In the eyes of most traders, hedge funds are assumed to be underperforming, old investment tools of the past. While there are more than 8,000 funds in operation at present, hedge fund experts at Insider Monkey look at the aristocrats of this group, around 730 funds. Contrary to popular belief, Insider Monkey’s research revealed that hedge funds underperformed in recent years because of their short positions as well as the huge fees that they charge. Hedge funds managed to outperform the market on the long side of their portfolio. In fact, the 15 most popular small-cap stocks among hedge funds returned 118% since the end of August 2012 and beat the S&P 500 Index by 60 percentage points (see more details here).
According to a SABMiller press release, SABMiller’s board rejected Anheuser Busch Inbev SA (ADR) (NYSE:BUD)’s offer due to the fact that the proposals “very substantially undervalue SABMiller and its standalone prospects and growth potential”, that “the approach has been timed opportunistically to take advantage of SABMiller’s recently depressed share price”, that “the structure of the proposals, […] discriminates against the substantial proportion of SABMiller shareholders who may not be able to hold unlisted shares”, as well as “the highly conditional nature of the proposals, including significant regulatory hurdles in the U.S. and in China, on which AB InBev has not yet provided comfort to SABMiller.”

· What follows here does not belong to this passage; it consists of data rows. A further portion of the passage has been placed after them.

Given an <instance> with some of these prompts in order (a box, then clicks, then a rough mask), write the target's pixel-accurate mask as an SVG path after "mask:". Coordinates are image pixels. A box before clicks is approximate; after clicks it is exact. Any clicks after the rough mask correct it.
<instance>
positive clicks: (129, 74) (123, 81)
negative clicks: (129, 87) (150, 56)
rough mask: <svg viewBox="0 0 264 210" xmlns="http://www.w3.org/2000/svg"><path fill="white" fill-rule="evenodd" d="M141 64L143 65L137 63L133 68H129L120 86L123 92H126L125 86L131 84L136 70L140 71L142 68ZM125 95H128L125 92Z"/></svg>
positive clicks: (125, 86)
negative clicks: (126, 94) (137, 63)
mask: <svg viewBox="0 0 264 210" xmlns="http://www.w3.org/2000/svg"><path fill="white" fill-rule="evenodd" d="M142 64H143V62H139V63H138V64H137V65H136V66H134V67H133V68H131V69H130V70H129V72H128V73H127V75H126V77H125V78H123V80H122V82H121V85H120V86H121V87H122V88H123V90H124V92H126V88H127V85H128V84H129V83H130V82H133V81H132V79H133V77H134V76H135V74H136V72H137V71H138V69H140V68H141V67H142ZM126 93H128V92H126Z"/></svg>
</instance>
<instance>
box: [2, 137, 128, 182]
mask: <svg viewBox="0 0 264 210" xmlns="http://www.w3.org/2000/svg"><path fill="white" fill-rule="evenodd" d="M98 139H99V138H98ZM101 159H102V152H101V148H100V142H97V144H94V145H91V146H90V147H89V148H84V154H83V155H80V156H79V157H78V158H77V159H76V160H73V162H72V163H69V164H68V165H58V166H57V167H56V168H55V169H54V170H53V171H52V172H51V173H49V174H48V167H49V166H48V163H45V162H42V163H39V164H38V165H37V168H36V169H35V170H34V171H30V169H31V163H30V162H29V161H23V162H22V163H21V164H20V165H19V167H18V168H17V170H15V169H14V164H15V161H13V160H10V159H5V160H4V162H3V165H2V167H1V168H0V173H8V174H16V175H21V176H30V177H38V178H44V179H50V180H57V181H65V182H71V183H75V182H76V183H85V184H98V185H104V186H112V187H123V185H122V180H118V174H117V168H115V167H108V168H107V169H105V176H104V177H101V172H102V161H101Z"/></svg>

It is unclear whether Anheuser Busch will raise its offer yet again, but if it does, it may have to do so by October 14 because British law prevents Anheuser Busch from making another takeover offer for a period of six months after that date.
Not all is lost. Anheuser Busch has a big supporter inside SABMiller’s board in Altria, which owns 27% of SABMiller. Altria is in favor of the deal, which if consummated, would create the world’s largest beer company and give Anheuser Busch’s zero based-budgeting management more synergies to realize.